Il y a quelque chose de fantomatique dans la musique de Sibylle Baier, comme une trace fragile qui s’approcherait sans cesse de son propre effacement. Le long de ces quatorze morceaux monochromes, Sibylle Baier semble chanter de la même voix belle et profonde la douleur et la joie d’être en vie, les larmes qui montent aux yeux sans trop savoir pourquoi, les intermittences de nos cœurs, la mélancolie chevillée au corps et les rêves bouchés comme le ciel d’automne par la peur du temps qui passe. Pas de gaité dans les chansons de Sibylle Baier, mais une gravité bouleversante qui ne refuse pourtant jamais de s’ouvrir à la lumière, le temps d’une éclaircie, d’un trajet en voiture (Driving), autant de parenthèses ensoleillées dans un univers sépia comme la pochette de l’album. Quelque part entre Leonard Cohen, Nico et Vashti Bunyan, Sibylle Baier joue sans affèteries un folk sans âge, explorant les perspectives infinies de la combinaison guitare/voix avec une simplicité désarmante.
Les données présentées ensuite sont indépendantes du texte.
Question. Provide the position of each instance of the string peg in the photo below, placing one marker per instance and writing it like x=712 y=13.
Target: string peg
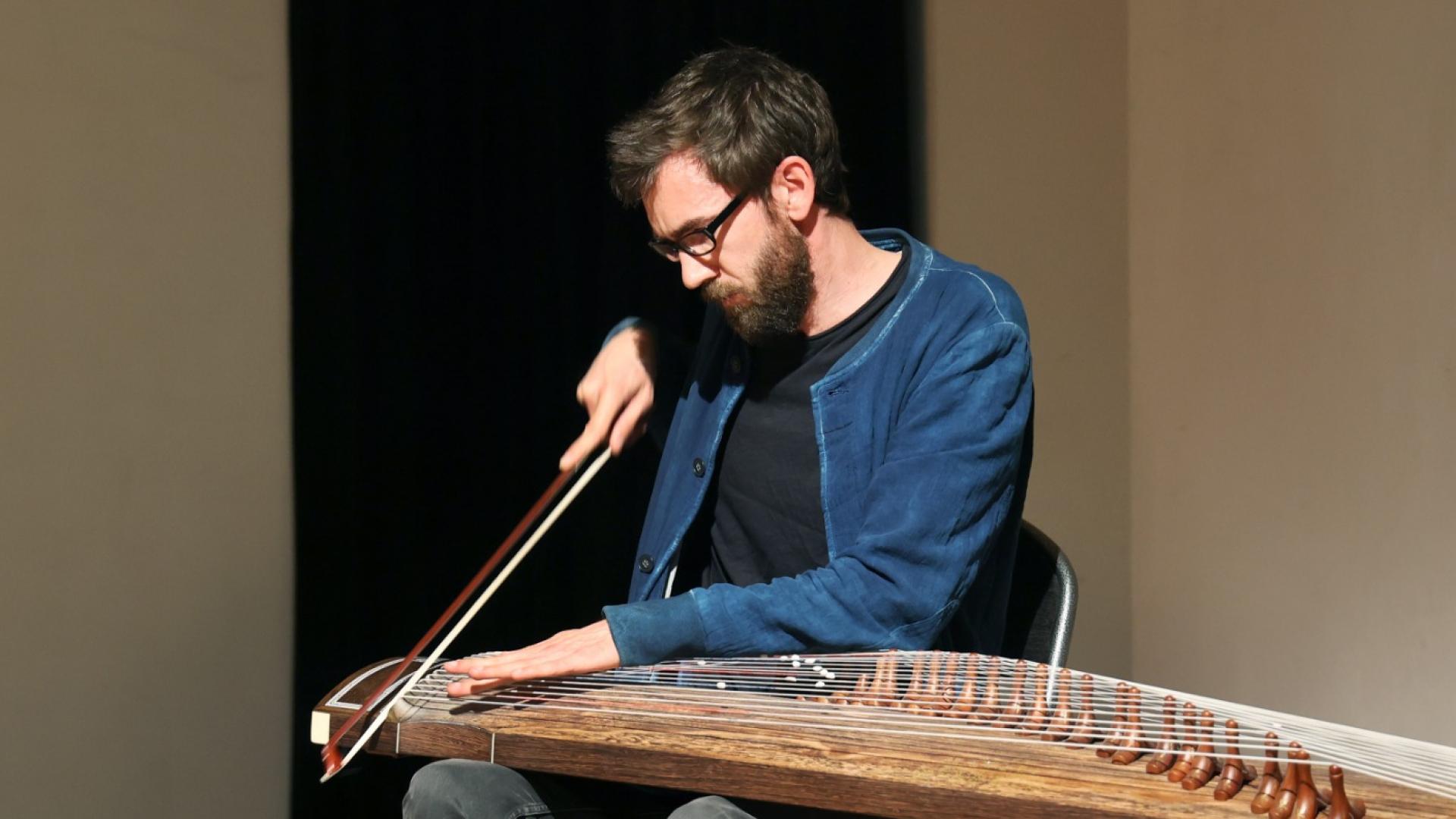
x=1085 y=729
x=1340 y=805
x=1114 y=738
x=1133 y=744
x=1307 y=799
x=1203 y=764
x=1017 y=700
x=1060 y=726
x=1234 y=773
x=1168 y=746
x=1184 y=763
x=1270 y=781
x=990 y=703
x=1289 y=787
x=1040 y=713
Difficile de mettre en exergue un morceau parmi cet ensemble comme taillé tout d’un bloc dans la même étoffe sombre. On mentionnera la noirceur languide de The end ou les splendeurs létales de Tonight ou du bouleversant I lost something in the hills (« When I pass through the leg high grass / I shall die / Under the jasmin I shall die / Under the elder tree / And I need not prepare for a new coming day »). Malgré une tristesse enveloppante, la musique de Sibylle Baier n’est cependant jamais morbide, se « contentant » d’exprimer simplement des sentiments complexes, des humeurs de ciel gris. Sur des chansons comme Wim ou William, on croit même reconnaître des senteurs de printemps. L’album se clôt sur le merveilleux Give me a smile drapé de cordes majestueuses, ponctuation magnifique de la grosse demie-heure traversée dans une brume envoûtante, parfois lancinante il faut l’admettre (le disque ne se pliera pas à toutes les humeurs du jour).
Aux dernières nouvelles, Sibylle Baier n’a pas changé de vie. Elle aurait continué de composer des chansons pendant toutes ces années, comme un prolongement de sa vie de tous les jours et n’aurait rien contre l’idée de faire un autre disque.